Aww Hun. I’m scheduling some skype time saturday & sunday after 6 pm CDT. If you want to, you can. Anyway kawaii menstration demons are… wow. Japan is a mysterious place. 😛

Sure, Sunday might work. I waited around a couple of Sundays ago for you but didn’t ever see you online. You say mysterious and I say some things should not be manga-ed but thanks for doing it anyway, Japan!

That picture hurt my brain. Are those little splooge demons she’s holding? Ew.

I was a pro domme for brief period (mumble mumble) years ago. Frankly, I hated it. The work was inconstant, some of the clients were creepy, and I never really felt safe. Which is why I don’t do it anymore.

Agreed. I’d like to think of the white things as friendly ghosts charged with the task of helping our little friend through the trials of womanhood. They might very well be something else, but my brain can’t deal with any more body fluids right now.

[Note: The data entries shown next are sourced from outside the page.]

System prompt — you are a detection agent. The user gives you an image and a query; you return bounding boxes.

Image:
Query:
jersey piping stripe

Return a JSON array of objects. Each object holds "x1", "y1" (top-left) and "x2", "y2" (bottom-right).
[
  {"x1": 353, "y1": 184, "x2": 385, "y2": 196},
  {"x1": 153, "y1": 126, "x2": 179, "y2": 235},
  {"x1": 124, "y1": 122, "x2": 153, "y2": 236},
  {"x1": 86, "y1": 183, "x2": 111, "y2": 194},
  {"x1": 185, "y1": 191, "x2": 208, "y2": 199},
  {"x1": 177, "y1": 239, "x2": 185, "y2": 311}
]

I appreciate your mumbly perspective! When I say professional, I mean a part-time thing in an established setting, like a working dungeon with lots of other people…if possible. And I have no doubt that the work could get creepy real fast. Like I didn’t say the first time, my motivations for seeking this kind of experience are not related to any sexual or economic need. It’s more of a leveraging-your-strengths kind of thing. Plus, until I start dating again, all men are pigs and should be made to pay for their indolence and transgressions, be they real or imagined.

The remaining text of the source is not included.